In einer Stadt ist alles geregelt. So ist es zumindest anzunehmen. Hier stehen Häuser an einer Straße, die gesäumt ist von Bäumen. Dort führt eine Mauer um einen Park. Es ist Sommer. Also blühen bunte Blumen am Straßenrand, die Vögel zwitschern in den Bäumen.

Der Gehweg, auf dem ich laufe, bringt meine scheinbare Ordnung aber durcheinander. Alle paar Meter muss ich mich im Gehen bücken, damit mir nicht sämtliche Äste ins Gesicht peitschen. Es ist schon dunkel draußen, und mein Begleiter und ich laufen nebeneinander. Im Gespräch fallen mir diese Peitschen noch deutlicher auf, da sie mich in meinen Gedanken unterbrechen. Für meinen Kopf macht es den Weg natürlich anstrengender.

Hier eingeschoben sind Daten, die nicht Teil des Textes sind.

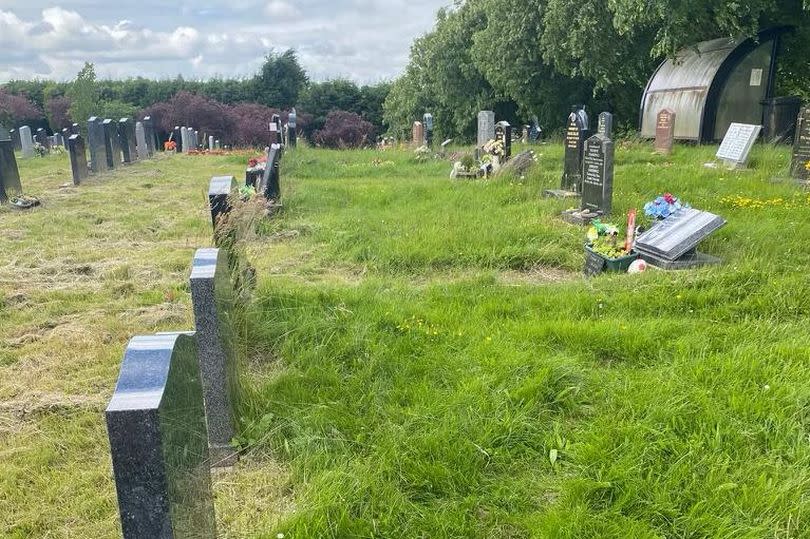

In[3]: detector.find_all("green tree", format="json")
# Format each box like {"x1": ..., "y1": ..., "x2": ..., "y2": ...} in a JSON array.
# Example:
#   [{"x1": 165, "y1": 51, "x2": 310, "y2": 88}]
[
  {"x1": 253, "y1": 49, "x2": 308, "y2": 110},
  {"x1": 68, "y1": 62, "x2": 100, "y2": 128}
]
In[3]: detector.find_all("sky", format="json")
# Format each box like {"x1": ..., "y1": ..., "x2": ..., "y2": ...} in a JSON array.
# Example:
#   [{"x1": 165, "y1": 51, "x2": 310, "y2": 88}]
[{"x1": 0, "y1": 0, "x2": 452, "y2": 83}]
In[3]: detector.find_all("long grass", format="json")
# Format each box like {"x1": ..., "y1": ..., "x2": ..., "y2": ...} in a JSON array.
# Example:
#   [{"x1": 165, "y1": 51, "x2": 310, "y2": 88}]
[{"x1": 0, "y1": 144, "x2": 810, "y2": 538}]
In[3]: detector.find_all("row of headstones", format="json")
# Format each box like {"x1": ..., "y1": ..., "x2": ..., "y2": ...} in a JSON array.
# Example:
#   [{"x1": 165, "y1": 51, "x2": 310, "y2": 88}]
[{"x1": 105, "y1": 248, "x2": 239, "y2": 539}]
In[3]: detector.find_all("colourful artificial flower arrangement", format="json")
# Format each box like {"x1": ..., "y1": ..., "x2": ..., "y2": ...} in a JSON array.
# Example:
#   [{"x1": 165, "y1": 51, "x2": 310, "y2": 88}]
[{"x1": 644, "y1": 193, "x2": 691, "y2": 219}]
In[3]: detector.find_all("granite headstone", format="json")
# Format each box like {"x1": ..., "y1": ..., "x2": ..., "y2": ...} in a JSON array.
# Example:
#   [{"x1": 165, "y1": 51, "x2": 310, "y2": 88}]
[{"x1": 105, "y1": 334, "x2": 216, "y2": 539}]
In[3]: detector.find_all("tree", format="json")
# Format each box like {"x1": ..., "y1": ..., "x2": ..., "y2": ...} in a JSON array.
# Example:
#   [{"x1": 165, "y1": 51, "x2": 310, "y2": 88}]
[
  {"x1": 253, "y1": 49, "x2": 308, "y2": 110},
  {"x1": 68, "y1": 62, "x2": 100, "y2": 126}
]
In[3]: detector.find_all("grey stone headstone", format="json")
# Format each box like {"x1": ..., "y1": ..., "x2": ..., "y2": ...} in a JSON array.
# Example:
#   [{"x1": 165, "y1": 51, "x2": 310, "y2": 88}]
[
  {"x1": 68, "y1": 135, "x2": 90, "y2": 185},
  {"x1": 20, "y1": 125, "x2": 34, "y2": 157},
  {"x1": 191, "y1": 248, "x2": 239, "y2": 466},
  {"x1": 208, "y1": 176, "x2": 236, "y2": 231},
  {"x1": 135, "y1": 122, "x2": 149, "y2": 159},
  {"x1": 561, "y1": 112, "x2": 587, "y2": 193},
  {"x1": 582, "y1": 135, "x2": 614, "y2": 214},
  {"x1": 118, "y1": 118, "x2": 138, "y2": 163},
  {"x1": 87, "y1": 116, "x2": 110, "y2": 174},
  {"x1": 141, "y1": 116, "x2": 159, "y2": 157},
  {"x1": 478, "y1": 110, "x2": 495, "y2": 148},
  {"x1": 0, "y1": 140, "x2": 22, "y2": 202},
  {"x1": 258, "y1": 144, "x2": 281, "y2": 203},
  {"x1": 635, "y1": 208, "x2": 726, "y2": 260},
  {"x1": 9, "y1": 129, "x2": 22, "y2": 152},
  {"x1": 717, "y1": 122, "x2": 762, "y2": 168},
  {"x1": 596, "y1": 112, "x2": 613, "y2": 140},
  {"x1": 790, "y1": 108, "x2": 810, "y2": 181},
  {"x1": 101, "y1": 118, "x2": 121, "y2": 170},
  {"x1": 105, "y1": 334, "x2": 216, "y2": 539}
]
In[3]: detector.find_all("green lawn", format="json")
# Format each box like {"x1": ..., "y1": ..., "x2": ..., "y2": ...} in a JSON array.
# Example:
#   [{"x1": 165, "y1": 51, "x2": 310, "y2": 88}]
[{"x1": 0, "y1": 144, "x2": 810, "y2": 538}]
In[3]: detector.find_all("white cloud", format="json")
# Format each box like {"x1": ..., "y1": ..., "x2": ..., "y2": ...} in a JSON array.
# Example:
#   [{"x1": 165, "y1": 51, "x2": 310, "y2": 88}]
[{"x1": 0, "y1": 0, "x2": 450, "y2": 82}]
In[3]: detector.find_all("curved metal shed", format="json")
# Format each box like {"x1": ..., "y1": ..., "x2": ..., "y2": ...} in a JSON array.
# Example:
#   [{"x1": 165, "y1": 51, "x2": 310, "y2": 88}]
[{"x1": 641, "y1": 27, "x2": 790, "y2": 142}]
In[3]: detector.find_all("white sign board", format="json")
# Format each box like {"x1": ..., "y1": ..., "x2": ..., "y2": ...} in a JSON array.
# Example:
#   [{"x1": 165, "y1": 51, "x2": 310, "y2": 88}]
[{"x1": 717, "y1": 123, "x2": 762, "y2": 168}]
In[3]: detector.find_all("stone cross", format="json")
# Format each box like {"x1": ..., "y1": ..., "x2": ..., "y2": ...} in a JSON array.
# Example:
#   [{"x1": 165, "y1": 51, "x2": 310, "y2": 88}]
[
  {"x1": 582, "y1": 134, "x2": 613, "y2": 214},
  {"x1": 135, "y1": 122, "x2": 149, "y2": 159},
  {"x1": 208, "y1": 176, "x2": 236, "y2": 232},
  {"x1": 596, "y1": 112, "x2": 613, "y2": 139},
  {"x1": 561, "y1": 112, "x2": 586, "y2": 193},
  {"x1": 790, "y1": 108, "x2": 810, "y2": 182},
  {"x1": 118, "y1": 118, "x2": 138, "y2": 164},
  {"x1": 477, "y1": 110, "x2": 495, "y2": 148},
  {"x1": 20, "y1": 125, "x2": 34, "y2": 157},
  {"x1": 655, "y1": 109, "x2": 675, "y2": 155},
  {"x1": 68, "y1": 135, "x2": 90, "y2": 185},
  {"x1": 0, "y1": 140, "x2": 22, "y2": 202},
  {"x1": 87, "y1": 116, "x2": 110, "y2": 174},
  {"x1": 105, "y1": 334, "x2": 216, "y2": 539},
  {"x1": 101, "y1": 118, "x2": 121, "y2": 170},
  {"x1": 191, "y1": 248, "x2": 239, "y2": 466}
]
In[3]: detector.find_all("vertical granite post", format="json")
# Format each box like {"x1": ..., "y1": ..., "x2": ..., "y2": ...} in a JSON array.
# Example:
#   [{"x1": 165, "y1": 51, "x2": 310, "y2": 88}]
[
  {"x1": 191, "y1": 248, "x2": 239, "y2": 466},
  {"x1": 135, "y1": 122, "x2": 149, "y2": 159},
  {"x1": 20, "y1": 125, "x2": 34, "y2": 157},
  {"x1": 208, "y1": 176, "x2": 236, "y2": 232},
  {"x1": 102, "y1": 118, "x2": 121, "y2": 170},
  {"x1": 0, "y1": 140, "x2": 22, "y2": 202},
  {"x1": 68, "y1": 135, "x2": 90, "y2": 185},
  {"x1": 105, "y1": 334, "x2": 216, "y2": 539},
  {"x1": 87, "y1": 116, "x2": 110, "y2": 174}
]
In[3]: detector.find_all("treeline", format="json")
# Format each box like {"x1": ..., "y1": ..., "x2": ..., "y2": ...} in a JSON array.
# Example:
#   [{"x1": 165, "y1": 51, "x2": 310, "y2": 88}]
[
  {"x1": 0, "y1": 50, "x2": 390, "y2": 140},
  {"x1": 384, "y1": 0, "x2": 810, "y2": 139}
]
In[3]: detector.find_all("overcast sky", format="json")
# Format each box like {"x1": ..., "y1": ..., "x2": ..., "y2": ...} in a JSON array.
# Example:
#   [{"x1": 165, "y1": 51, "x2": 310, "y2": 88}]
[{"x1": 0, "y1": 0, "x2": 452, "y2": 83}]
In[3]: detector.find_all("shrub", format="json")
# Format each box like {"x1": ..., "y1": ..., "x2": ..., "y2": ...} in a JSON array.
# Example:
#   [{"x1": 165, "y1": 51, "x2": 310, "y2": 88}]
[{"x1": 313, "y1": 110, "x2": 374, "y2": 149}]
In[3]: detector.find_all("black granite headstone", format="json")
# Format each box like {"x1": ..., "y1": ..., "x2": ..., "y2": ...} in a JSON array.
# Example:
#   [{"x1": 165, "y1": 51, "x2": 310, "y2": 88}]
[
  {"x1": 561, "y1": 112, "x2": 586, "y2": 193},
  {"x1": 582, "y1": 135, "x2": 613, "y2": 214},
  {"x1": 790, "y1": 108, "x2": 810, "y2": 182},
  {"x1": 208, "y1": 176, "x2": 236, "y2": 231},
  {"x1": 259, "y1": 145, "x2": 281, "y2": 203},
  {"x1": 191, "y1": 248, "x2": 239, "y2": 466},
  {"x1": 105, "y1": 334, "x2": 216, "y2": 539},
  {"x1": 67, "y1": 135, "x2": 90, "y2": 185},
  {"x1": 118, "y1": 118, "x2": 138, "y2": 164},
  {"x1": 87, "y1": 116, "x2": 110, "y2": 174},
  {"x1": 102, "y1": 118, "x2": 121, "y2": 169},
  {"x1": 0, "y1": 140, "x2": 22, "y2": 202}
]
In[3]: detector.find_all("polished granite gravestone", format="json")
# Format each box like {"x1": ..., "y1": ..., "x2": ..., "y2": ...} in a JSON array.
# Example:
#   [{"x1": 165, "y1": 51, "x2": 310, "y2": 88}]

Plötzlich bleibe ich kurz stehen und frage meinen Gesprächspartner, der hier aufgewachsen ist, was es mit den Bäumen auf sich hat. Warum ist der gesamte Gehweg voll damit? Warum wachsen sie so tief? In Deutschland gibt es das nicht. Da kann ich meines Weges gehen, ohne ständig Bäumen ausweichen zu müssen. Er schaut mich verdutzt an und scheint sich über meine Frage sehr zu wundern. „Ich weiß nicht, was du meinst.“ sagt er schließlich. In diesem Moment komme ich mir ein bisschen bescheuert vor. War meine Frage so blöd? Ich zweifle an meinem Verstand. Kann ich nicht einfach hinnehmen, dass es diese Bäume gibt? Und warum verwirrt mich deren Existenz dermaßen? Wahrscheinlich ist es der Umstand, dass irgendetwas es wagt, meinen Gedankengang durcheinanderzuwirbeln. Mein Weg wird umgeleitet durch diese Pflanzen. Ich muss ausweichen, obwohl ich doch die Macht über meinen Weg behalten will. Ein bisschen erinnert mich diese Umleitung an laute Sirenen eines Krankenwagens, die ein Gespräch aus dem Nichts und ohne Vorwarnung übertönen, ohne dass man etwas dagegen tun kann. Man kann sich in der interessantesten aller Diskussionen befinden, die Sirene lässt es sich nicht nehmen, sich in dieses Gespräch einzumischen, sodass du an einem ganz anderen Punkt neu ansetzen musst.

Interessant ist, dass ich mich von der Natur in der Stadt, auf dem Gehweg, derart gestört fühle. Ist es nicht schön, dass die Bäume eins mit der Betonwelt werden können? Nein, ich bin ein Mensch und auf Beton konditioniert. Zumindest wenn ich auf einem Gehweg zu einem bestimmten Ort gelangen möchte. Gedanken kommen und gehen. Die Äste bleiben wohl. Sie dekonstruieren meinen Weg, der mich ansonsten nicht dazu bringen würde, den Sinn eines Gesprächs zu hinterfragen oder immer mal wieder eine Zäsur in die Gedanken und das Gesagte zu bringen. Moment mal, ich höre zu (höre ich wirklich zu?), ich muss nur mal eben diesem Ast ausweichen. Und so bringt die Natur mir hier ein kritisches Hinterfragen von dem, was ich sonst doch als allzu natürlich oder selbstverständlich ansehe. Für meinen Begleiter hingegen sind diese Bäume schon immer so.

Jede Ordnung ist anders. Vielleicht sollte es in Deutschland auch mal solche Bäume geben. Schön sind sie ja. Und vor allem bringt Unordnung doch immer wieder was Neues. Wenn ich erst mal raus bin, muss ich schließlich einen neuen Weg finden, um wieder reinzukommen. Manchmal auch über Umwegen. Und dann ist plötzlich alles wieder anders.